Но вернемся к деятельности Доу. Сообщение «Русского инвалида», разошедшееся по всей России, несомненно, подействовало. После этой публикации резко увеличилось поступление в Главный штаб или непосредственно на имя художника портретов, которые требовалось скопировать в принятом для галереи формате. И не случайно как раз в это время в доме Буланта появляются два молодых помощника Доу – Александр Поляков и Василий (он же – Вильгельм) Голике. На них-то корыстолюбивый англичанин и переложил эту работу, в редких случаях только «подправляя» выполненные уже копии, касаясь их несколькими взмахами своей искусной кисти, но неукоснительно получая за каждый портрет установленный гонорар в тысячу рублей.

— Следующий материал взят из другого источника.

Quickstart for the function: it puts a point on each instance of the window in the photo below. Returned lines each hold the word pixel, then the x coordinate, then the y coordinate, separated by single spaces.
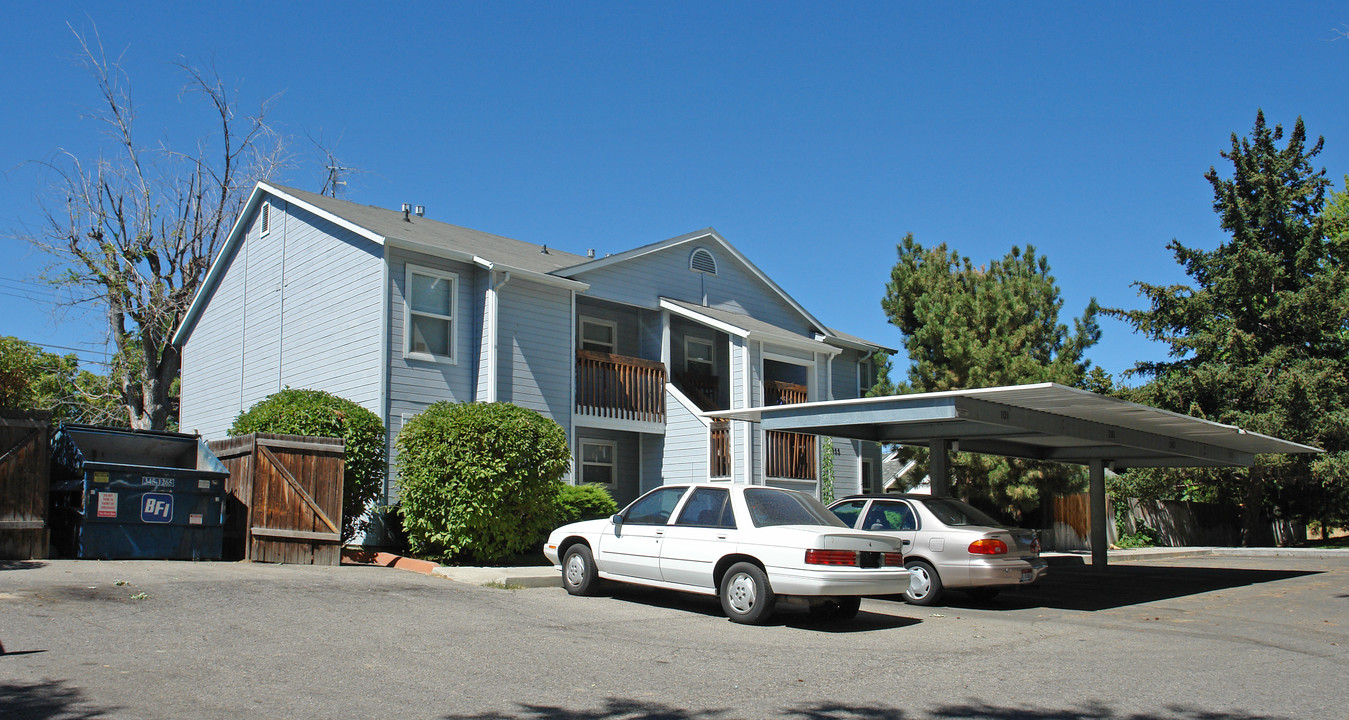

Рисковал ли Доу при этом? Нет или почти нет. Вероятно, расчет его был такой: раз человек не приехал позировать, то много шансов, что он вообще не появится в Петербурге, а следовательно, и не предъявит претензий к посредственно написанному портрету. Следует также учесть, что сообразно чинам, которые изображаемые лица имели в 1812–1814 годах, а не во время создания галереи, портреты должны были разместиться в ней так, чтобы весь нижний ряд, наиболее удобный для обозрения, и значительную часть второго занимал высший генералитет – семнадцать генералов от инфантерии, от кавалерии, от артиллерии и семьдесят девять генерал-лейтенантов. Для оставшейся же части второго и для трех верхних рядов, плохо видных зрителю, предназначались портреты генерал-майоров. К последней категории и относилась большая часть копированных в мастерской Доу портретов. Разумеется, в тех случаях, когда лицо, бывшее в 1812–1814 годах всего генерал-майором, ко времени создания галереи заняло видное положение – получило звание генерал-адъютанта царя или руководящее место в каком-либо ведомстве, как было с Закревским, Бенкендорфом, Левашовым, Виттом и другими, или если оно принадлежало к высшей аристократии, – в этих случаях Доу писал портрет сам, не жалея труда и таланта. И место портрета оказывалось во втором ряду, на виду у посетителей галереи.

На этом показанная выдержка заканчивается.